True, there is a finite amount of resources on the planet. However, we can stretch those resources more than we do, or for more effect. We can use the supply more efficiently to meet the demand while keeping prices stable.

Artificially inflated costs make it difficult for medical facilities to keep up a supply. Most medicines are (relatively) cheap to produce; it’s the R&D that costs. Why is medication so expensive?

It Is All About The Profit Margin

Money that is no longer available to be made due to fair pricing is the opportunity cost of those who would otherwise get rich off of ridiculous markups.

Martin Shkreli , a.k.a. ‘Pharmabro’ is the poster child of this. He’s not the first one. He’s not the only one.

But even assuming a legitimate shortage of supply… In the case of healthcare, shortages of healthcare are localized, and really only exist for those who are impoverished. More resources there would increase the availability of providers, because those people who can afford medical care already get it without the need for community clinics.

That being said….

Inability To Solve One Problem Doesn’t Mean We Should Ignore Other Problems

If Williamson is really concerned about the lack of availability, why not see this as an opportunity to offer a solution? While acknowledging the problem, he instead chooses to misrepresent those concerned about the cost of healthcare.

“There is no substitute for abundance. And the great enemy of abundance is the bias against profit. There is something deeply rooted in us that instinctively thinks we are being abused if someone else makes a profit on a deal.”

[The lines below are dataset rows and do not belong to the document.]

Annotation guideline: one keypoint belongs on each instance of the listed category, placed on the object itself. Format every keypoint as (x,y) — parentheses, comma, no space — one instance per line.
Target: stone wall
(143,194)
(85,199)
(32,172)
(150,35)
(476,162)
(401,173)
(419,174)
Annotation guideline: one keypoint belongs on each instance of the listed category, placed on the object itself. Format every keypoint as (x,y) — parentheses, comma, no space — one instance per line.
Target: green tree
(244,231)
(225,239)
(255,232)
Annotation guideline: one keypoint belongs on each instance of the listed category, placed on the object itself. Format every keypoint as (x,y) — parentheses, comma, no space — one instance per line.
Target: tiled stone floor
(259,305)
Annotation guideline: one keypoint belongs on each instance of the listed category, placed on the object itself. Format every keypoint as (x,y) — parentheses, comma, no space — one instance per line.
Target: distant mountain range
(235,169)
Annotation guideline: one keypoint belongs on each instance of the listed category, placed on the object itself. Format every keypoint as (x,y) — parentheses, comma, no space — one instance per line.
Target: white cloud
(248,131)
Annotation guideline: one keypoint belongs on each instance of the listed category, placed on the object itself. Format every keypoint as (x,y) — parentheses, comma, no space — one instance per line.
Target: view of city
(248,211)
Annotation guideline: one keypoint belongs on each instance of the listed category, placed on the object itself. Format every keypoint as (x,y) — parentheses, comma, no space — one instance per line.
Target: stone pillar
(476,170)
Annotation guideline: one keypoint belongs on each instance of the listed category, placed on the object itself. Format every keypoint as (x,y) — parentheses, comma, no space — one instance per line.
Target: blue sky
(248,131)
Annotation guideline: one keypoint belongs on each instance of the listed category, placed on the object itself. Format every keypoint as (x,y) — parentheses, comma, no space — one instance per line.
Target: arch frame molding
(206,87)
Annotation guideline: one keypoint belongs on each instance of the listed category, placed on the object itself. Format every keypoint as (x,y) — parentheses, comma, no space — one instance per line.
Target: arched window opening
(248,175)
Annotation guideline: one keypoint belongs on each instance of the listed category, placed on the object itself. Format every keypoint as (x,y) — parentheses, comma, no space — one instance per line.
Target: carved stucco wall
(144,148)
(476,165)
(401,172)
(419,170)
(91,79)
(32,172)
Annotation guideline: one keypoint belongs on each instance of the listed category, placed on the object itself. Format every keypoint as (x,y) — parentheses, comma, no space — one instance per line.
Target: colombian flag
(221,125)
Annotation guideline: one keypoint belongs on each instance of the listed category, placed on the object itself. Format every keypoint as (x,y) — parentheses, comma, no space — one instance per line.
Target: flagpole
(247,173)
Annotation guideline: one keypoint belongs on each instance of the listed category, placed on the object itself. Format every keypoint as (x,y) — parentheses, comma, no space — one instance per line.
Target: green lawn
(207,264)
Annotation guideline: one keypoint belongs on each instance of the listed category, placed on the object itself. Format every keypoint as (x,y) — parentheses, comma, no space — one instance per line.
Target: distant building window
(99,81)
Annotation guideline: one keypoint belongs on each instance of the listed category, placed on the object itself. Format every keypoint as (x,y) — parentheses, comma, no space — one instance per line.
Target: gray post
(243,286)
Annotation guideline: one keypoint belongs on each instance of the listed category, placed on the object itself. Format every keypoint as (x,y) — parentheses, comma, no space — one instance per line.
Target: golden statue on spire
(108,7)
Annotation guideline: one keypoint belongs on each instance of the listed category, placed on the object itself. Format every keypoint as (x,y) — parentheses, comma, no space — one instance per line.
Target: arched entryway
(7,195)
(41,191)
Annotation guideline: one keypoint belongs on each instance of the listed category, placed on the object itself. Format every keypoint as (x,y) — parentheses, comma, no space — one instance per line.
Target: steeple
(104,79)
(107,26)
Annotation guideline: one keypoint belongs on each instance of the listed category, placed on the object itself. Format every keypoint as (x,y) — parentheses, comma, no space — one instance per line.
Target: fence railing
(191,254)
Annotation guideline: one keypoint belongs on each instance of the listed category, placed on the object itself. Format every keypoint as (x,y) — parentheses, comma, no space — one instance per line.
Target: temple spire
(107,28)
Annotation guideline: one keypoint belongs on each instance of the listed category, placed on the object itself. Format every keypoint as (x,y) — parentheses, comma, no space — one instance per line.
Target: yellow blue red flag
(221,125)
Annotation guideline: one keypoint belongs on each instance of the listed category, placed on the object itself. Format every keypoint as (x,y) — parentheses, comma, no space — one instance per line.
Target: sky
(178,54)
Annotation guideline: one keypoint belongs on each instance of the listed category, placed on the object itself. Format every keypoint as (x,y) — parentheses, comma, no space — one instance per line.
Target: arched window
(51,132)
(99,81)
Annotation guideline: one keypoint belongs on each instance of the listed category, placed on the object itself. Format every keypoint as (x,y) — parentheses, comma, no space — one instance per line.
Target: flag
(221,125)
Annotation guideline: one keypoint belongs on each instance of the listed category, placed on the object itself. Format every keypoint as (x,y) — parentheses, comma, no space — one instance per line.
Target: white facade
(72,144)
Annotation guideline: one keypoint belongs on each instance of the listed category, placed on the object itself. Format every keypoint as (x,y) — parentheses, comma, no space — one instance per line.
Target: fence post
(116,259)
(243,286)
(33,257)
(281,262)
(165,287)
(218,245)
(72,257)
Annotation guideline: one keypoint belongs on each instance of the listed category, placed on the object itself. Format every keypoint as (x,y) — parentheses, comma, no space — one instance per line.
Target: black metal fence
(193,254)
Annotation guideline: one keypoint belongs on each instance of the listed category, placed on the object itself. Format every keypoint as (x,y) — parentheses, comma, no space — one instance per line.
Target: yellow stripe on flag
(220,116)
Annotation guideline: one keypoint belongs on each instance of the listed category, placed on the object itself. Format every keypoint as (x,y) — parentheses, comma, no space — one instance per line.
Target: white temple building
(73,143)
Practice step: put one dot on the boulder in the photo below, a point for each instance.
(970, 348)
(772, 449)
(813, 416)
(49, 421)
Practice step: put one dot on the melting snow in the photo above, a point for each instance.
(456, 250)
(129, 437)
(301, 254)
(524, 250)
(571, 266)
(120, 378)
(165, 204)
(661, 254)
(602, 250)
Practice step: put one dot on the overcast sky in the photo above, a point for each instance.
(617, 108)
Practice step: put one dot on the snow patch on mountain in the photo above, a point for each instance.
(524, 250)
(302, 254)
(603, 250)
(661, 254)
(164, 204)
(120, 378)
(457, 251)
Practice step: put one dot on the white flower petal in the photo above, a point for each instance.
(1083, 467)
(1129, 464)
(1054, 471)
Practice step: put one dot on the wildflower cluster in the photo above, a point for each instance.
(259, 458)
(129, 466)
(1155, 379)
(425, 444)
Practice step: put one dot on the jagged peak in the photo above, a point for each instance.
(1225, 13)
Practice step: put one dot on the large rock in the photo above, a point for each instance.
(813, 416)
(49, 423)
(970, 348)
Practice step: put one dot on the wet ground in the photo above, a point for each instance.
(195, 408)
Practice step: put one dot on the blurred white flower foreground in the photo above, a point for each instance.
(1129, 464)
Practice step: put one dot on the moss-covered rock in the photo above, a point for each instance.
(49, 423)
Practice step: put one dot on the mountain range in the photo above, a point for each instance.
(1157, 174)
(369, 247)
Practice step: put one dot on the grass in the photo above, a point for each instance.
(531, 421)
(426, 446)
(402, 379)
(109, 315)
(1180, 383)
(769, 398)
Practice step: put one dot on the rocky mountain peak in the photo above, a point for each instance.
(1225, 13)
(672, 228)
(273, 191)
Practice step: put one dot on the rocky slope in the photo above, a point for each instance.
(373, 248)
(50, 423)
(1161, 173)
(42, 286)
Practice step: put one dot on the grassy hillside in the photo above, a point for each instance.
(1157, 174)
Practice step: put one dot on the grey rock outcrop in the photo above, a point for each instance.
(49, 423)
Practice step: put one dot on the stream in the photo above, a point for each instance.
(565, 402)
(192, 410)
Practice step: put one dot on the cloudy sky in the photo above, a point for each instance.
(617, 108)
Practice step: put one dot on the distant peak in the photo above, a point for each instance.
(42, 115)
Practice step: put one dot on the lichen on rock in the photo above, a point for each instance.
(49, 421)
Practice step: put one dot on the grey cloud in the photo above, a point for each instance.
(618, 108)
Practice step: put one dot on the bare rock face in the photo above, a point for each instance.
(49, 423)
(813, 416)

The problem is not a matter of people hating others who profit. In reality, it’s a discontent with people who profit literally at the expense of others’ lives. Essentially, people who are abusing others AND making a profit for doing so. Low quality, high cost healthcare certainly is no substitute for abundance.

Either way, Williamson offers no solution to the actual problem, nor the facsimile he presents.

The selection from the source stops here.